No sé qué sentirá, mamá. Me preocupa adivinar que estará ahí, en esas fotografías añejas del mundo que dejó atrás para morder polvo en una ciudad de nadie. Que se quedará ahí para siempre, por mucho que me pese. A veces hasta he deseado que no exista la magia de la cámara. El lente preciso que me hace dudar de esos suspiros capturados, y él reía tanto, y él fumaba tanto. Y el queríala tanto.

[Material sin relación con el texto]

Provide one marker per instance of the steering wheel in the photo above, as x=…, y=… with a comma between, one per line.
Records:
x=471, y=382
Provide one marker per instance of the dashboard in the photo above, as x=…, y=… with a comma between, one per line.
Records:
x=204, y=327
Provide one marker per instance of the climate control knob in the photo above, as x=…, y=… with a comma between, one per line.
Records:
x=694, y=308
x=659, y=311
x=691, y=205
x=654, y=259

Me mata -me mata, madre, escúcheme- que la cuerda no esté rota del todo; que la hilación siga siendo un estribo tenue del que pueda tirar cuando le venga en gana, y entonces pase lo que siempre pensé que pasaría. Veintidós años es mucho. No sé qué sentirá, no sé a dónde va a correr cuando le lancen bosquejos de este caos tan mío, tan arraigado. No sé por qué lloro, no sé por qué he tenido la cobardía de registrarle el cofre y leer los poemas que nunca serán para mí. Que escribiría acaso con tanta devoción a su musa, y yo sin un dibujo siquiera de su puño, un algo que signifique más tal vez que cuatrocientas lunas empapadas de patria extraña.

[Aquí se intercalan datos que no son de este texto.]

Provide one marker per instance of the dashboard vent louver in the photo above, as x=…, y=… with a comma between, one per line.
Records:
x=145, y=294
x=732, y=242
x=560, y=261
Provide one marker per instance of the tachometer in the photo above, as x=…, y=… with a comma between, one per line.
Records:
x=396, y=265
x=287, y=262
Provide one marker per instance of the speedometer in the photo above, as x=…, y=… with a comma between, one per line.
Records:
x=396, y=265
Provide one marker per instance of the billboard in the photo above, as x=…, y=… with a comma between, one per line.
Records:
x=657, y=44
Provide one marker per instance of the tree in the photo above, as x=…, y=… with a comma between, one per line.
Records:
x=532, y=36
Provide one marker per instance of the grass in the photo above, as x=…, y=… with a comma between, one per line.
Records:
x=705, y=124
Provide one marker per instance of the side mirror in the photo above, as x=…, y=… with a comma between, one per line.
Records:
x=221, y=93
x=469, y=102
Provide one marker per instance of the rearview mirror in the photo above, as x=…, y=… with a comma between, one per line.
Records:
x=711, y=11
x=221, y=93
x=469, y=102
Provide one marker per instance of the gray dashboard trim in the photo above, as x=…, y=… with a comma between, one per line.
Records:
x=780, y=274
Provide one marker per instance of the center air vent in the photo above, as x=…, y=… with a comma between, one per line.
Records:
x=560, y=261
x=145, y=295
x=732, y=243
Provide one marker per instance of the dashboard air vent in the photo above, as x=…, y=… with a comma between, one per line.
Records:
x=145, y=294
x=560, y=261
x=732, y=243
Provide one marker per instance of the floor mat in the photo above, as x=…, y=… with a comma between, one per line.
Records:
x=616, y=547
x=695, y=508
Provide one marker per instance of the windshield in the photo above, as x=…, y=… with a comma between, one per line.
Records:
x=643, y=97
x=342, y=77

Es un miedo infernal, madre: verme amortajada en la plegaria eterna a la que este frío me condena; y a él le gusta tanto el tiempo pero yo no lo soporto, por tanto que le callo, por tanto que le adoro. Le enloquece el noviembre, los meses gélidos como el carajo. Y me he quedado a joder la primavera por verlo sonreír. Te digo que es lo crucial en mi vida,
Será un jamais vú. Será un jamás tú. Será, al fin de cuentas, y nunca dejará de ser.